But Crocker said Wednesday that the language does not prevent the U.S. military from acting in self-defense — which means that drone strikes in Pakistan could continue.
“There is nothing in this agreement that precludes the right of self-defense for either party and if there are attacks from the territory of any state aimed at us we have the inherent right of self-defense and will employ it," Crocker said at a press briefing on the deal, according to AFP, when he was asked about drone strikes against the Taliban and al Qaeda in Pakistan.

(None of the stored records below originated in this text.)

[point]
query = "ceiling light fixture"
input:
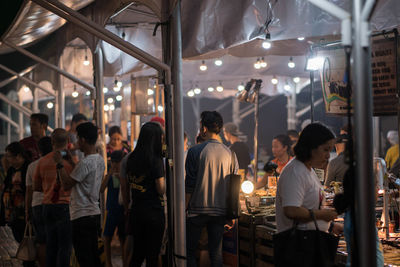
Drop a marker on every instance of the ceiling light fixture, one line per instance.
(291, 64)
(220, 88)
(203, 66)
(257, 65)
(75, 93)
(150, 91)
(218, 62)
(190, 93)
(263, 63)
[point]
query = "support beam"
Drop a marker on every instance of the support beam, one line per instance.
(81, 21)
(26, 80)
(16, 105)
(364, 224)
(14, 77)
(52, 66)
(178, 153)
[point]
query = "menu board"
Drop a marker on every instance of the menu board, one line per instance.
(384, 77)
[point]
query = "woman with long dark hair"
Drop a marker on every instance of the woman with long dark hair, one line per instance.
(145, 173)
(13, 196)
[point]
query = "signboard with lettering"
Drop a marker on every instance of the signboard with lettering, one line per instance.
(384, 77)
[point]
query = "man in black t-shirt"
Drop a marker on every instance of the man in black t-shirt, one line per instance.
(231, 134)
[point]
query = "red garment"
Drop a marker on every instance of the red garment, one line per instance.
(280, 164)
(31, 146)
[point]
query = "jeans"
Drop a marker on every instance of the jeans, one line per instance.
(58, 234)
(215, 229)
(85, 234)
(148, 230)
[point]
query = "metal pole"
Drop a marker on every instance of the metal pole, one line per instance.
(15, 105)
(312, 96)
(35, 100)
(364, 224)
(9, 124)
(81, 21)
(256, 117)
(20, 120)
(99, 110)
(12, 78)
(51, 66)
(178, 153)
(25, 79)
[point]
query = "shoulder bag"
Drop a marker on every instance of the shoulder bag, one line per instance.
(305, 248)
(27, 249)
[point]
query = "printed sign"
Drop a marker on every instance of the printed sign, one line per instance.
(384, 78)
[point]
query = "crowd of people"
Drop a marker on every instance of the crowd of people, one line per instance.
(55, 182)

The U.S. has increasingly turned to drone attacks in Pakistan and elsewhere, including Yemen, to target al Qaeda and Taliban targets, and the strikes are one of the larger points of tension between Washington and Islamabad.
President Obama’s top counterterrorism adviser John Brennan defended drone strikes in a speech on Monday, in one of the first public acknowledgments by the White House that the tactic is used.
"This is defensive in nature, not offensive, doesn't threaten any one, but I hope the region takes notice," Crocker said Wednesday, according to AFP.
The strategic partnership agreement would allow for a U.S. presence in Afghanistan through 2024, but Pakistan’s reaction is one of the central question marks about the agreement.
A semiannual Pentagon report, released Monday, said that Pakistan’s border with Afghanistan remains porous, and Taliban forces continue to move across it too easily, staging attacks in Afghanistan before retreating back to Pakistan.
“Pakistan is still assumed as a risk" to U.S. forces in Afghanistan, Pentagon officials said in a briefing Monday.